I awoke with a sense of relief on the first Saturday morning this month, days after Election Day. The flurry of activity on my cellphone went largely ignored as I stumbled out and went to the kitchen to prepare coffee. As news about electoral results streamed in through the morning, I felt that some weight had been taken off my shoulders. Yet I could not quite precisely name what was still resonating in my mind, and I think this is what made me reluctant to join in full celebration.
It is difficult to put your guard down when you have been fighting and holding space for people for so long.
The week before the election, I remember having several thoughts and scenarios flood my mind. I thought about all the students I work with — their hopes, aspirations and anxieties around late October and early November.
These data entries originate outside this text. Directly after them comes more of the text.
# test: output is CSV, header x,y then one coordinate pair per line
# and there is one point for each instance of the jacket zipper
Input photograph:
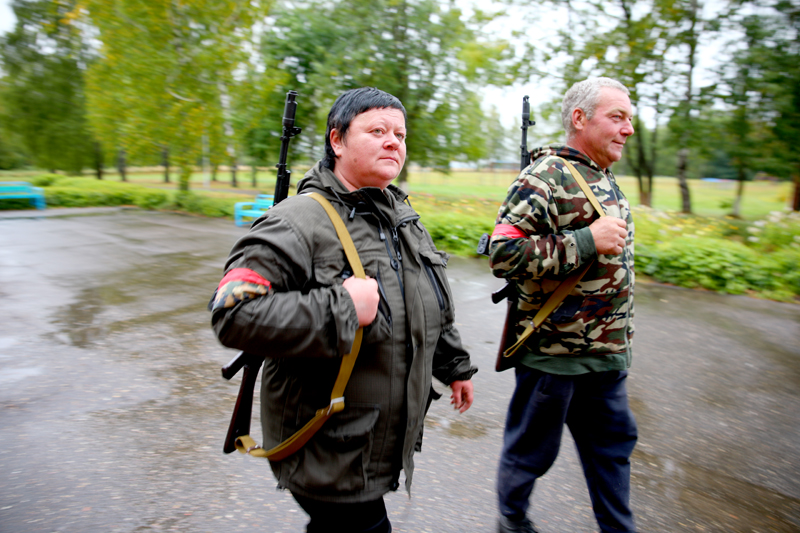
x,y
614,189
387,313
436,288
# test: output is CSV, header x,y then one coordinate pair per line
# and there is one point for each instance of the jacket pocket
x,y
432,396
434,263
335,460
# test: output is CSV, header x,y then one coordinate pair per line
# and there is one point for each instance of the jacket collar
x,y
567,153
390,202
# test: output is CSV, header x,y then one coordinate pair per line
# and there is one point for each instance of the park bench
x,y
251,210
22,189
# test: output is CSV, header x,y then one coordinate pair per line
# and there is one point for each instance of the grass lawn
x,y
479,193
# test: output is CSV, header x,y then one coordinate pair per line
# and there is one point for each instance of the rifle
x,y
508,291
242,411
Similarly, I also felt the collective anxiousness experienced by many of my peers in the social work profession who are directly impacted and, who by merit of their own professional roles, have to be present for many people who have been directly afflicted by the slew of policies and problems enacted over the last four years.
It is, in fact, this larger question that resonated for me most. What happens next when attention shifts away from the projected personification of discriminatory policies and his followers, as we know conditions do not exist in a vacuum?
They had been around long before 2016 and will persist after an orange-hued carnival barker exits his position. My concern is that performative resistance will cease once it is no longer in vogue. That is a luxury that many community members do not have.
I remember writing a speech that I was invited to make at an Inauguration Day protest in 2017. In these early days, the administration made it abundantly clear that they were coming to destabilize environmental protections, debilitate organized labor, continue mass-incarcerating folks, further encroach on women’s rights and further relegate many immigrant community members to the social and economic margins.
This year as I reflected on my speech, I recalled how many of us were in a state of emergency and had not had a moment to rest. The symbolic victory was thus important for many, in recognition of the need to celebrate incremental progress.
It is a moment to regroup, collect ourselves and chart our future. The election is over and many of the elements that facilitated xenophobia and quasi-fascism are still very much alive.
In the words of the late Tyree Scott, “There is no separate peace.” We are not free if our friends, families and neighbors continue to bear the weight of systemic negligence and harm.